En réponse à la demande qui lui a été adressée, le directeur général des patrimoines et de l’architecture a précisé à la commission que son refus faisait suite à l’avis défavorable émis par le président du conseil départemental de Maine-et-Loire à la communication du dossier d’aide sociale à l’enfance de Monsieur X, frère et cousin biologique de Madame X et Madame X, qui est né sous X en 1957 et a été adopté en X.
La commission constate d’abord que le dossier sollicité date de 1975 et ne sera librement communicable qu’à compter de l’expiration du délai de cinquante ans à compter de sa clôture protégeant la vie privée prévu au 3° du I de l’article L213-2 du code du patrimoine, soit à compter de 2026. Ce délai qui peut être porté à cent ans pour les pièces éventuelles relatives aux affaires portées devant les juridictions concernant des mineurs, ou à cent vingt ans à compter de la naissance de l’intéressé pour les pièces portant atteinte au secret médical, en vertu du 5° et du 2° des mêmes dispositions.

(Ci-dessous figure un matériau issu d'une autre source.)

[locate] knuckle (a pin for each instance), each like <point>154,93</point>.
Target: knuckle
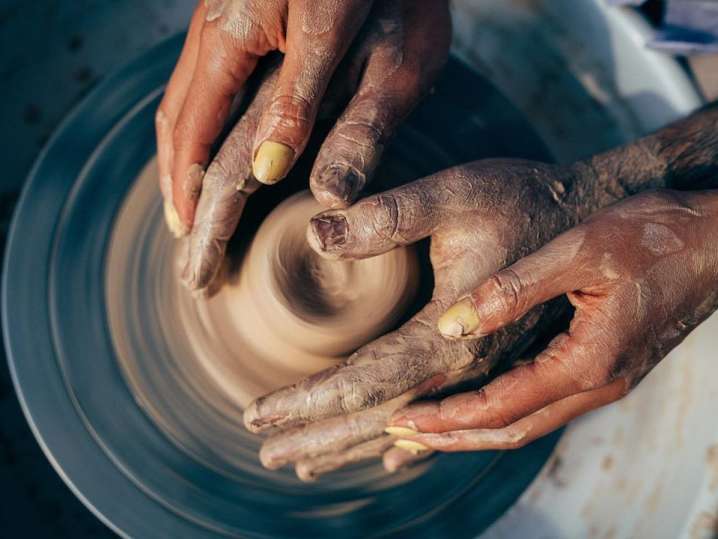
<point>596,376</point>
<point>385,218</point>
<point>507,288</point>
<point>290,112</point>
<point>516,439</point>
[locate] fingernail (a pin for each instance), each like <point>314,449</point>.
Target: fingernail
<point>272,162</point>
<point>193,181</point>
<point>460,320</point>
<point>400,431</point>
<point>411,446</point>
<point>341,183</point>
<point>174,223</point>
<point>330,230</point>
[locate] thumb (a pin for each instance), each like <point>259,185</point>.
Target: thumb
<point>505,297</point>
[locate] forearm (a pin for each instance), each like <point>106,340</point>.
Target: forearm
<point>682,156</point>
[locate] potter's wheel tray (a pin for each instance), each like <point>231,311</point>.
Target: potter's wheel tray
<point>91,326</point>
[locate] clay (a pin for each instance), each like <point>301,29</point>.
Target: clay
<point>482,215</point>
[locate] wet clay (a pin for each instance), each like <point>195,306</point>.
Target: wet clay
<point>282,314</point>
<point>289,310</point>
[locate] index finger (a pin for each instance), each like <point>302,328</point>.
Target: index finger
<point>226,187</point>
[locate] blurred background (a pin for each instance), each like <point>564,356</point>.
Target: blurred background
<point>52,53</point>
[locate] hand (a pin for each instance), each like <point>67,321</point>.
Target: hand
<point>480,217</point>
<point>641,275</point>
<point>401,47</point>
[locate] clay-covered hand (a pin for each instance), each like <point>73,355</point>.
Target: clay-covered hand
<point>400,47</point>
<point>641,275</point>
<point>480,217</point>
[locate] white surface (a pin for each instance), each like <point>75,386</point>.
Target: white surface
<point>648,465</point>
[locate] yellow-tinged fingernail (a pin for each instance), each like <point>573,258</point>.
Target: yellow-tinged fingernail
<point>272,162</point>
<point>174,223</point>
<point>411,446</point>
<point>460,320</point>
<point>400,431</point>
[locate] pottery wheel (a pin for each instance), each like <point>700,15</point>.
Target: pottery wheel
<point>282,314</point>
<point>135,389</point>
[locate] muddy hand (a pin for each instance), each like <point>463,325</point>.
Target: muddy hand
<point>483,215</point>
<point>480,217</point>
<point>400,47</point>
<point>641,275</point>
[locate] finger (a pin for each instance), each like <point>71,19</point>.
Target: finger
<point>397,458</point>
<point>404,57</point>
<point>222,67</point>
<point>527,429</point>
<point>168,111</point>
<point>329,436</point>
<point>573,362</point>
<point>227,185</point>
<point>318,35</point>
<point>310,469</point>
<point>382,222</point>
<point>559,267</point>
<point>376,373</point>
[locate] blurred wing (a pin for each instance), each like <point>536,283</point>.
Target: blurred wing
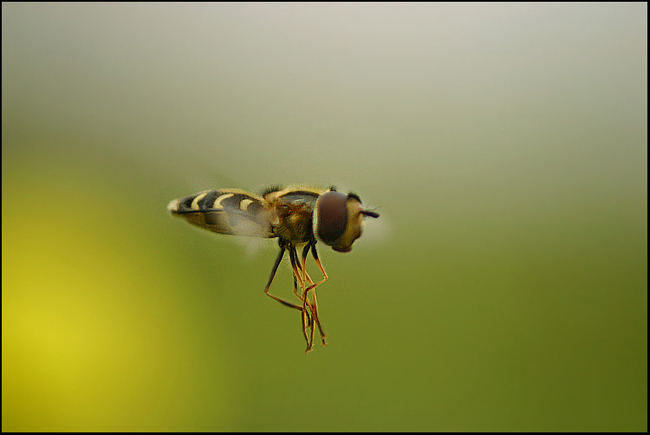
<point>225,211</point>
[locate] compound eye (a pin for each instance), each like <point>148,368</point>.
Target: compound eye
<point>331,217</point>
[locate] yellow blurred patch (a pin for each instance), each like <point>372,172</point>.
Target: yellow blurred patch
<point>90,342</point>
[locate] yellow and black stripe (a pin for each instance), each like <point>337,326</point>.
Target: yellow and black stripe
<point>225,211</point>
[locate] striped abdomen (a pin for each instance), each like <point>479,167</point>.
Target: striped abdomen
<point>225,211</point>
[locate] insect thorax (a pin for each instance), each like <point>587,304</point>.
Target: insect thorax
<point>292,220</point>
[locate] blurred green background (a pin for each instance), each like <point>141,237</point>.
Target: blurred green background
<point>503,288</point>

La commission relève ensuite que le conseil départemental a indiqué ignorer si l’intéressé est informé de son parcours et si tel est le cas, s’il souhaite retrouver sa famille d’origine. La commission note qu’il ne peut davantage être préjugé de son accord à être sollicité dans le cadre de la démarche de Madame X et Madame X.
Dans ces conditions, tout en reconnaissant l’importance que revêt cette consultation pour la démarche entreprise par les demanderesses, la commission estime que la communication anticipée de ce dossier porterait une atteinte excessive aux intérêts que la loi a entendu protéger.
Elle émet par conséquent un avis défavorable.